Gebze Teknik Üniversitesi – İnşaat Mühendisliği Bölümü Öğretim Üyesi ve Jeofizik Mühendisi Doç. Dr. Savaş Karabulut, Gebze’nin aşınıma karşı dirençsiz, kolay eriyebilen kalker gibi kayaçlardan oluşan araziye sahip olduğunu anımsatarak, şu bilgileri verdi: “Adliyenin alt kısmında dere yatakları var, üst kısmında yani çökmenin olduğu bölgede de kireç taşları var. Kireç taşlarında boşluklar oluşur. Bunlar genellikle suyla temas edince çözülür. Bu bölgede bir fay varsa kireç taşları su dolmuş olabilir. Yüzeydeki çökmelerin nedeni de bu boşluklardan dolayı olabilir.

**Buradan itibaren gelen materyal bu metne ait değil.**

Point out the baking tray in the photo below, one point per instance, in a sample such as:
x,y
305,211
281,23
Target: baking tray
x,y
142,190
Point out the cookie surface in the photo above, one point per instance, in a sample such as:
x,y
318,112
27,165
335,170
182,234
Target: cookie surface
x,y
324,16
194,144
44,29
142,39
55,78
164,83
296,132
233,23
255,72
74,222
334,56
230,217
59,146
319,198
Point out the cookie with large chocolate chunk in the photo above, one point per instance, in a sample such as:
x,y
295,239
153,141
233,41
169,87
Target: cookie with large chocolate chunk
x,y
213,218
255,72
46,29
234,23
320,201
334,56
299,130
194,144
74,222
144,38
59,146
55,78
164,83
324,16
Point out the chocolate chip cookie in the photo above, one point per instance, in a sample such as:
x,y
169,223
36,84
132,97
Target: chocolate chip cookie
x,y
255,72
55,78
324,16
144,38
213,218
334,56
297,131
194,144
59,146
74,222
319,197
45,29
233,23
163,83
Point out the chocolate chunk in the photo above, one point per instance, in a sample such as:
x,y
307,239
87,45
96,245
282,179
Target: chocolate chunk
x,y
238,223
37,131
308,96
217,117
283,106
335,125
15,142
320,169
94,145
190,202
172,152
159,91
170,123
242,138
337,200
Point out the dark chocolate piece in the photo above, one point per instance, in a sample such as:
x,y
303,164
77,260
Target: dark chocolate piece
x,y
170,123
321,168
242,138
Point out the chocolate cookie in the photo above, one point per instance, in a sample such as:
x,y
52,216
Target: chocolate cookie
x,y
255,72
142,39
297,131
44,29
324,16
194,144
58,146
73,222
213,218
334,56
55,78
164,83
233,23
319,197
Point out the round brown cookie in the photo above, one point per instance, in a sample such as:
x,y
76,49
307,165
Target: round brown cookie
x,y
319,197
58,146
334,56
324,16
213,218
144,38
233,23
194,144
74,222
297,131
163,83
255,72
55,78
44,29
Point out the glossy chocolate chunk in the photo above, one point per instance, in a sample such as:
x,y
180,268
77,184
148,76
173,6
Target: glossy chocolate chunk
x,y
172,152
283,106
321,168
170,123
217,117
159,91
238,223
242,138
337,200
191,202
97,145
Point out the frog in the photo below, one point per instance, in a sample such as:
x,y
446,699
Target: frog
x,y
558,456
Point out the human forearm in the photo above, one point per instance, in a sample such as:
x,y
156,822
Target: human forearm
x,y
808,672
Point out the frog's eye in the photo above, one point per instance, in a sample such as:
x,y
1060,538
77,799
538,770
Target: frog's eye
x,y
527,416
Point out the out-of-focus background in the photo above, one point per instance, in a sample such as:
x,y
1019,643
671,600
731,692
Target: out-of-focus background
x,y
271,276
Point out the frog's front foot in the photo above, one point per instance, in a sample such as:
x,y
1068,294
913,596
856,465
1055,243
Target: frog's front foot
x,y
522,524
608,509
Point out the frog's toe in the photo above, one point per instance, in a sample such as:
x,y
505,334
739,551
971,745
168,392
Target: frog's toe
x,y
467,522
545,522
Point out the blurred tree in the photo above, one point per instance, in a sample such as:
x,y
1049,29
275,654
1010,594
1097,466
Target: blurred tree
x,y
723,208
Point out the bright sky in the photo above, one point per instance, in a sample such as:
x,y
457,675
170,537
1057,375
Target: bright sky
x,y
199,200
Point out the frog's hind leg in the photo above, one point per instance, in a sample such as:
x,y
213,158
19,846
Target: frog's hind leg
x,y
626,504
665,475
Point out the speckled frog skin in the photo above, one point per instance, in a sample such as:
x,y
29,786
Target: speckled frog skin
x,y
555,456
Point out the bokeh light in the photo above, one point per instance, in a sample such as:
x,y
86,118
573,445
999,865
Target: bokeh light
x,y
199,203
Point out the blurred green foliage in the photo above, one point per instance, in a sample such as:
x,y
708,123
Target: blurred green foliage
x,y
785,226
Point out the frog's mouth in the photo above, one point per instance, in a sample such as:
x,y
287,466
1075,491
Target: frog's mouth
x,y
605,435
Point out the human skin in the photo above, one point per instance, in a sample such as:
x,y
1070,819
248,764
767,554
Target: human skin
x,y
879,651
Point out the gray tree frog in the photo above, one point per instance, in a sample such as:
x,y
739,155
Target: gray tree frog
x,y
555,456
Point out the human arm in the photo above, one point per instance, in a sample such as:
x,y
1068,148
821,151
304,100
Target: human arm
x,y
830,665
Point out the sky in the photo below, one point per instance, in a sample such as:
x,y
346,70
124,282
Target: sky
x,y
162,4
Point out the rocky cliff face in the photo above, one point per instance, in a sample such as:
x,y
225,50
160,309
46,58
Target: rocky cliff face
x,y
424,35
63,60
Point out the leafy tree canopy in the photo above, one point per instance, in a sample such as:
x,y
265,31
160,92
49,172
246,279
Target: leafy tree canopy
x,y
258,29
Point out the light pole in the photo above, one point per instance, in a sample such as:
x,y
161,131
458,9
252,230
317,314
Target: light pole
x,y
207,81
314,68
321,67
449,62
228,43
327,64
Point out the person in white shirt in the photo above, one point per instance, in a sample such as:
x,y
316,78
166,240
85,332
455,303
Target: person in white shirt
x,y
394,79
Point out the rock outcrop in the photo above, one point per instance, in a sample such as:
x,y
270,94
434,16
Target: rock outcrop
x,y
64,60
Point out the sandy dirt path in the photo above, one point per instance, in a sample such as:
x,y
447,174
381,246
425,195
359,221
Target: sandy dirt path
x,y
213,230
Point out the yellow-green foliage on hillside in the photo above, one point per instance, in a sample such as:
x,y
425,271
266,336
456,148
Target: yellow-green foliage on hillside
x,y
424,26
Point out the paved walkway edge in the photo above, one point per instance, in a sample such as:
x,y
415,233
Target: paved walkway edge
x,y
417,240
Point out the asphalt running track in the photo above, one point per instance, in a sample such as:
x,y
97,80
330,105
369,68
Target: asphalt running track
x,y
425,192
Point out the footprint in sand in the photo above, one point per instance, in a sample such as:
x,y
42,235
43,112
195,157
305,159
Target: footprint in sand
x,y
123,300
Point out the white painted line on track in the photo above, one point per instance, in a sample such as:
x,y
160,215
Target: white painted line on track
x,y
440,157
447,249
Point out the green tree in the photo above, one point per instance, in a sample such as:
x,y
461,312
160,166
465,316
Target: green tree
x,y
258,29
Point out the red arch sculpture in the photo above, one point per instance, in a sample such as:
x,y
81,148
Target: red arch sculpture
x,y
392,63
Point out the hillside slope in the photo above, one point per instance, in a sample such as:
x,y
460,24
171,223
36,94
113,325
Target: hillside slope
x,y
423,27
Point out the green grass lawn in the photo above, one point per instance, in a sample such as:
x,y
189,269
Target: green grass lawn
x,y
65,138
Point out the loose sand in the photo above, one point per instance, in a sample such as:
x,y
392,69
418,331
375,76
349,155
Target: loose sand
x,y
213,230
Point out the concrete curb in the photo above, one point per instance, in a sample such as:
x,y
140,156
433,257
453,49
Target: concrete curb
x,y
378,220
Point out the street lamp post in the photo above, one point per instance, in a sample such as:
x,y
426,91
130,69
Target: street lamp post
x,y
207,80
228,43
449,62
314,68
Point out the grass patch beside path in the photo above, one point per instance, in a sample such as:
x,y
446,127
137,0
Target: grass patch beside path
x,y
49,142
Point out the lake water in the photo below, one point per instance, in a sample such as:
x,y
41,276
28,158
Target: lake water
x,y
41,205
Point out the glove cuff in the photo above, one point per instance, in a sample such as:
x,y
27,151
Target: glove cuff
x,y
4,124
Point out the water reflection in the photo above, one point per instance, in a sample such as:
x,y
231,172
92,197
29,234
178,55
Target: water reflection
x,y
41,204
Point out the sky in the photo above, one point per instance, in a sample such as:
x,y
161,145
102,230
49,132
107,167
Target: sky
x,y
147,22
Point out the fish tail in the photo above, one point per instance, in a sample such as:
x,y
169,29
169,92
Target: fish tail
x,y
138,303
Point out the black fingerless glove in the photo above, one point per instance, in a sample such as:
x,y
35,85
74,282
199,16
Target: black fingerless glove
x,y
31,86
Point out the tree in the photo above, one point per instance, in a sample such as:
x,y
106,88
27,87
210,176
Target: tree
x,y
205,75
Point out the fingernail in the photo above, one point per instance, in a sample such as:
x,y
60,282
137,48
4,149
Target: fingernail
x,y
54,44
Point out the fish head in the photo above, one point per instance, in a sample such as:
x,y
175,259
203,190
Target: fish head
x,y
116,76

Gebze’nin altında birçok noktada karstik boşluklar olabilir, bundan kaynaklı yapılar hasar görmüş olabilir.  Bunların iki üç boyutlu jeofizik çalışmalarla kontrol edilmesi gerekirdi. Çevre Bakanlığı ve il ilçe belediyesi, tünel boyunca bütün bölgede iki üç boyutlu jeofizik çalışma başlatmalı. Çünkü güzergah boyunca kireçtaşlarının olduğu noktada benzer durumlar yaşanabilir. Kocaeli Büyükşehir ve Gebze Belediyesi’nin mikrobölgeleme çalışması yapması, bu çalışma sonucunda yerleşime uygun olmayan ve önlemli alanlar tanımlanmalıydı. Önlemli alanlar içinde karstik boşluklu alanlara dair ayrıntılı jeofizik-geoteknik ölçümler ve üniversite raporları aranmalıydı. Tünel güzergahı boyunca tüm yapılar için geoteknik-jeofizik çalışmalar yapılmalı, tünel boyunca yeraltı su değişimi, eğimlenme ise sürekli olarak görüntülenmeli ve bu ölçümlerde bir değişim olduğunda uyarılar real time olarak verilmiş olmalıydı! Zemin etütlerinde çöken binanın altında bir boşluk var ise bu boşluğun oluşumu, tünel ile etkileşimi ise yine jeofizik-jeolojik-geoteknik etütlerle belirlenmeliydi! Belediye yerinde etütleri denetlemeliydi.”